Negovan’s strategy was straightforward: he sought to produce the most logical, plausible, intelligent narrative possible without using any of the footage used in the 1979 version of Caligula. He used the latest available version of Gore Vidal’s screenplay as a blueprint, knowing that some of the dialogue was rewritten by McDowell and Brass or else improvised on set. This seems like a common-sense approach, although Brass is understandably upset that, for a second time, he has not been allowed to edit the 1976 footage he shot in accordance with his original vision.

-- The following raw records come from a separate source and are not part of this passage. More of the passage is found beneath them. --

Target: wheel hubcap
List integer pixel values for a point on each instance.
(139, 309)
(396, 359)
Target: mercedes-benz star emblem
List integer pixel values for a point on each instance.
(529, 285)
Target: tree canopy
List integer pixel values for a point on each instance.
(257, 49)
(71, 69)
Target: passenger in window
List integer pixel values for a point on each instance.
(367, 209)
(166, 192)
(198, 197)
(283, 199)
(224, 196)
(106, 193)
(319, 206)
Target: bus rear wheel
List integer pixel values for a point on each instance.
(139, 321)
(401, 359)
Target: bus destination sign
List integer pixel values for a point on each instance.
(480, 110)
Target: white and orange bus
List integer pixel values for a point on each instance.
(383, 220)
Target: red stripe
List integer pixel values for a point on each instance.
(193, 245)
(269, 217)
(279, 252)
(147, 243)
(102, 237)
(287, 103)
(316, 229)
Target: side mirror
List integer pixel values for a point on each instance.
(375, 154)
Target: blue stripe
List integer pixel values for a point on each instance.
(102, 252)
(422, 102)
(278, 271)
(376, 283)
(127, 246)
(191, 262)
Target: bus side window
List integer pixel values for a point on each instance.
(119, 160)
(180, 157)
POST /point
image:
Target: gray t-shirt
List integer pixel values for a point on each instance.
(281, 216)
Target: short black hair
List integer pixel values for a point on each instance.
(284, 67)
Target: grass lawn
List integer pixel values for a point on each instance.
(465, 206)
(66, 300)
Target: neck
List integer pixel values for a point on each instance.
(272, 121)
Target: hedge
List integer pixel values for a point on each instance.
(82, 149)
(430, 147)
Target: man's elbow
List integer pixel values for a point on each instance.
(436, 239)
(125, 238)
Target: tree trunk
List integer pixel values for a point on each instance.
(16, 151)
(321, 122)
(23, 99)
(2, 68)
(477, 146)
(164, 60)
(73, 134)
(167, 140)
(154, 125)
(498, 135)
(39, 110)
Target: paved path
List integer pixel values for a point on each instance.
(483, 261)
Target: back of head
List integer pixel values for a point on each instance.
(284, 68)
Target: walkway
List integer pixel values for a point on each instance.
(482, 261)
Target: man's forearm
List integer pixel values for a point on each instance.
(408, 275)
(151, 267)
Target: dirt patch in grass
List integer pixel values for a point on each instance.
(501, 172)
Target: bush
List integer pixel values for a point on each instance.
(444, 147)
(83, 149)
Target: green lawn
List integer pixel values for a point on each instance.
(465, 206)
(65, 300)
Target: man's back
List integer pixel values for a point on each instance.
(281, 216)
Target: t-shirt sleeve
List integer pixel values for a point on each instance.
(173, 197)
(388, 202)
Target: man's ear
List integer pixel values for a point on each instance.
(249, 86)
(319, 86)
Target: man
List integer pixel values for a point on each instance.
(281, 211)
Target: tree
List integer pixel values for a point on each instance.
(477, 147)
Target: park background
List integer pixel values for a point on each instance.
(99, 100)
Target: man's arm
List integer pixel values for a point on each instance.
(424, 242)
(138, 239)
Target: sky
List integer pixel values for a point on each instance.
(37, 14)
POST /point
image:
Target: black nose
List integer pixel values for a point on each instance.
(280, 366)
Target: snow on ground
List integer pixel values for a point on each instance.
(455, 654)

To anybody who has sat through one of the earlier versions of Caligula, Negovan’s Ultimate Cut will feel like a completely new film. It runs for almost three hours—half an hour or so longer than any previously available version. There is a fresh musical score, a new introduction (consisting of three and a half minutes of text), and an animated credit sequence that reconstructs Caligula’s elaborate nightmare—the pastoral incest fantasy has been moved from the beginning to the middle of the action, where it serves as a fever dream during Caligula’s illness. Some scenes have been reshuffled for the sake of narrative coherence; others are noticeably shorter or longer. Overall, the film is slower, less sexually explicit, less violent, and less confusing.

Many viewers will be relieved that The Ultimate Cut features less castration than previous versions of the film do and all of the hardcore pornography has been removed. Instead, Negovan has focussed on showcasing Danilo Donati’s sets, and bringing out the best in the main performances. Helen Mirren’s is a particular revelation. Her character, Caesonia, is a ghostly presence in the 1979 Caligula, but in The Ultimate Cut she dominates the final hour or so of the action, stealing every scene in which she appears. Her chemistry with McDowell is a pleasure to watch, even during the most graphic scenes.

All in all, Negovan has done a thoroughly creditable job of transforming an awful movie into a mediocre one. Some of his decisions are puzzling, to be sure. The new animation sequence under the opening credits looks a bit cheap, while the musical score seems better suited to a video game than a big-budget feature film. And Negovan’s editing can be amateurish even when compared with the film’s original cut. Perhaps this is its most glaring weakness. Tinto Brass was hardly a master of classical cinematic technique, but he had a better technical understanding of how to tell a story.

Nevertheless, the reconstruction project is fascinating from a technical point of view, and one can learn a great deal about writing, performing, editing, and producing for the screen simply by comparing The Ultimate Cut with one of the previous versions of Caligula. The new multi-disc Blu-ray release has helpfully provided us with a valuable record of one of the most captivating disasters in cinema history and a unique insight into the filmmaking craft.

An impressive amount of effort has gone into The Ultimate Cut, even though there is no obvious market for this material. There seems to be no way to transform the raw footage into something that might entertain a normal person. Those who think of themselves as experts and connoisseurs of cinema will also be, for the most part, dissatisfied with the fruits of Negovan’s labours, because as art, Caligula simply does not work. Even people who enjoy trashy or incompetently made films for their camp value will find their patience exhausted. Those who just want to watch smut will be the most disappointed of all since the content they seek has been excised.

And yet, 45 years after its first screening, Caligula retains a perverse allure, which is perhaps best explained by an anecdote in Plato’s Republic about someone named Leontius. Walking near Athens one day, Leontius passes the spot where public executions take place. Part of him wants to look at the corpses littering the site, and part of him is repulsed by the scene. At last he surrenders to his morbid curiosity and runs towards the bodies. “There you go, you bastards!” he yells at his own eyes: “I hope you get a good look!”